By:CPirkis & Janice Law & Kristine Kathryn Rusch


                A bland, autocratic martinet: smiling, inexorable! Poor, pale Ettie grew thinner and wanner under her law daily, while Maisie’s temper, naturally docile, was being spoiled before one’s eyes by persistent, needless thwarting.



                             As spring came on, however, I began to hope that things were really mending. Le Geyt looked brighter; some of his own careless, happy-go-lucky self came back again at intervals. He told me once, with a wistful sigh, that he thought of sending the children to school in the country—it would be better for them, he said, and would take a little work off dear Clara’s shoulders; for never even to me was he disloyal to Clara. I encouraged him in the idea. He went on to say that the great difficulty in the way was…Clara. She was so conscientious; she thought it her duty to look after the children herself, and couldn’t bear to delegate any part of that duty to others. Besides, she had such an excellent opinion of the Kensington High School!

                When I told Hilda Wade of this, she set her teeth together and answered at once: “That settles it! The end is very near. He will insist upon their going, to save them from that woman’s ruthless kindness; and she will refuse to give up any part of what she calls her duty. He will reason with her; he will plead for his children; she will be adamant. Not angry—it is never the way of that temperament to get angry—just calmly, sedately, and insupportably provoking. When she goes too far, he will flare up at last; some taunt will rouse him; the explosion will come; and…the children will go to their Aunt Lina, whom they dote upon. When all is said and done, it is the poor man I pity!”

                “You said within twelve months.”

                “That was a bow drawn at a venture. It may be a little sooner; it may be a little later. But—next week or next month—it is coming: it is coming!”

                June smiled upon us once more; and on the afternoon of the 13th, the anniversary of our first lunch together at the Le Geyts, I was up at my work in the accident ward at St. Nathaniel’s. “Well, the ides of June have come, Sister Wade!” I said, when I met her, parodying Caesar.

                “But not yet gone,” she answered; and a profound sense of foreboding spread over her speaking face as she uttered the words.
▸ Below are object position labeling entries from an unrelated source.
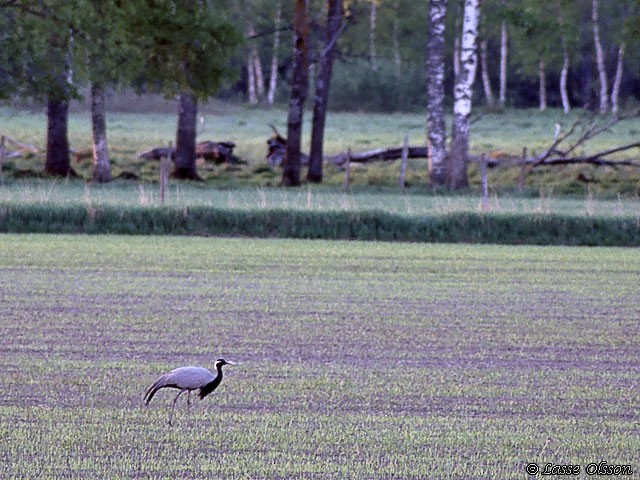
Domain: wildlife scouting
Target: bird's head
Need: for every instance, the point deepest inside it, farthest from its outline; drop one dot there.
(221, 361)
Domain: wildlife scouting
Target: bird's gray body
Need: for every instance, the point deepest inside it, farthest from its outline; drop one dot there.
(187, 379)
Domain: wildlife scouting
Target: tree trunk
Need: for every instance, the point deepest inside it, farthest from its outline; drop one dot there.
(503, 64)
(463, 91)
(373, 14)
(291, 166)
(566, 106)
(456, 57)
(542, 79)
(397, 58)
(185, 167)
(436, 130)
(101, 166)
(257, 66)
(600, 59)
(321, 99)
(251, 71)
(615, 91)
(484, 68)
(274, 58)
(57, 161)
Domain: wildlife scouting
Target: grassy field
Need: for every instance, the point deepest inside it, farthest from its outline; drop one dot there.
(131, 133)
(308, 198)
(356, 360)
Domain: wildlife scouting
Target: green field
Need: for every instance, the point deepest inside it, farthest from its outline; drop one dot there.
(308, 198)
(132, 132)
(356, 360)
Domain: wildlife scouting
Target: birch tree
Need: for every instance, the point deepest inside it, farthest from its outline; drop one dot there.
(502, 95)
(291, 165)
(273, 78)
(373, 15)
(436, 133)
(600, 58)
(186, 50)
(458, 157)
(321, 98)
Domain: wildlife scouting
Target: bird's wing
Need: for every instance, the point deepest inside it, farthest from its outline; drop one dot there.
(190, 378)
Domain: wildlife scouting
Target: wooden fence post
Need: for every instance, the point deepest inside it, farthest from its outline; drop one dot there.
(403, 164)
(523, 169)
(347, 168)
(485, 183)
(165, 163)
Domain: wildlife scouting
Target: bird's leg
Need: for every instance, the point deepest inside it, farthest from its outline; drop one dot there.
(173, 406)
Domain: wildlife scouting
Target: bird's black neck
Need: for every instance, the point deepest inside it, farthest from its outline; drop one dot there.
(212, 385)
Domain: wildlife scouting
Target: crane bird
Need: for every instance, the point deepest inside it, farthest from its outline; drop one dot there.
(187, 379)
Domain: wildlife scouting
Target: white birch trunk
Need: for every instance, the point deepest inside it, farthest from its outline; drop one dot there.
(273, 79)
(564, 95)
(436, 129)
(462, 94)
(251, 72)
(503, 64)
(600, 58)
(259, 76)
(484, 69)
(456, 58)
(251, 80)
(615, 91)
(542, 79)
(397, 59)
(373, 56)
(101, 166)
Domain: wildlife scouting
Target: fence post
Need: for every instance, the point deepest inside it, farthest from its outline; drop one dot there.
(403, 164)
(165, 162)
(523, 169)
(347, 170)
(485, 183)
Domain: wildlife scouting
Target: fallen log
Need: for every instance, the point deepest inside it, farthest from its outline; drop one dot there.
(22, 148)
(393, 153)
(218, 152)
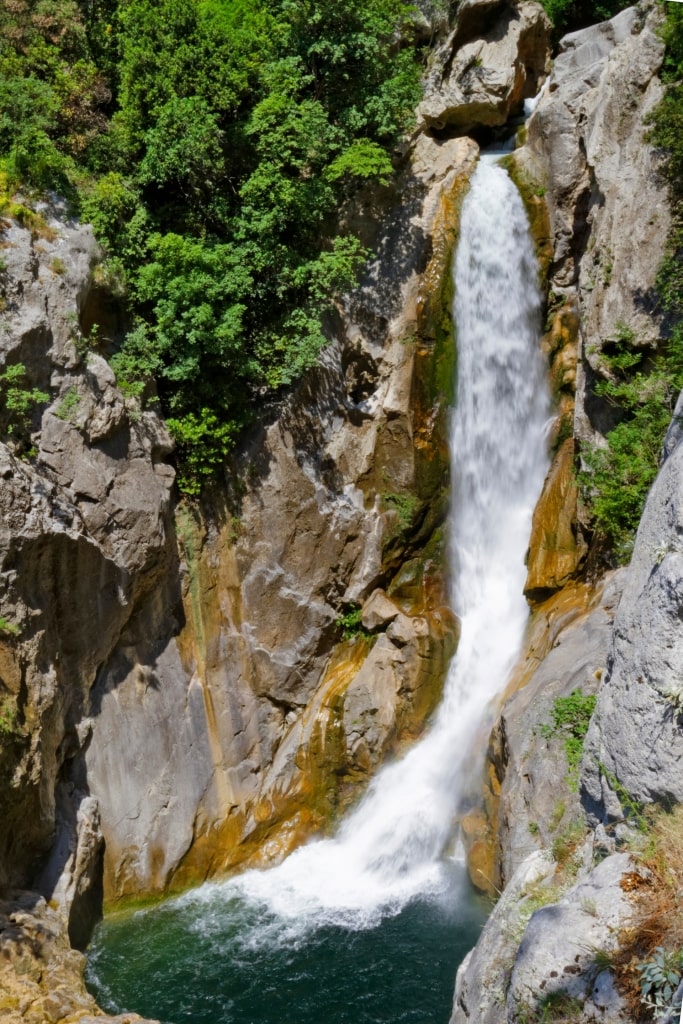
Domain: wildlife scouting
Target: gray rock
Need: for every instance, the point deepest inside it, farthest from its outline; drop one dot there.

                Her oracle disquieted me. “Why, I dined there last night,” I cried; “and all seemed exceptionally well.”



                             “The calm before the storm, perhaps,” she murmured.

                Just at that moment I heard a boy crying in the street: “Pall mall Gazette; ’ere y’are; speshul edishun! Shocking tragedy at the West-end! Orful murder! ’Ere y’are! Spechul Globe! Pall Mall, extry speshul!”

                A weird tremor broke over me. I walked down into the street and bought a paper. There it stared me in the face on the middle page: “Tragedy at Campden Hill: Well-known Barrister Murders his Wife. Sensational Details.”

                I looked closer and read. It was as I feared. The Le Geyts! After I left their house, the night before, husband and wife must have quarrelled, no doubt over the question of the children’s schooling; and at some provoking word, as it seemed, Hugo must have snatched up a knife—“a little ornamental Norwegian dagger,” the report said, “which happened to lie close by on the cabinet in the drawing-room,” and plunged it into his wife’s heart. “The unhappy lady died instantaneously, by all appearances, and the dastardly crime was not discovered by the servants till eight o’clock this morning. Mr. Le Geyt is missing.”

                I rushed up with the news to Nurse Wade, who was at work in the accident ward. She turned pale, but bent over her patient and said nothing.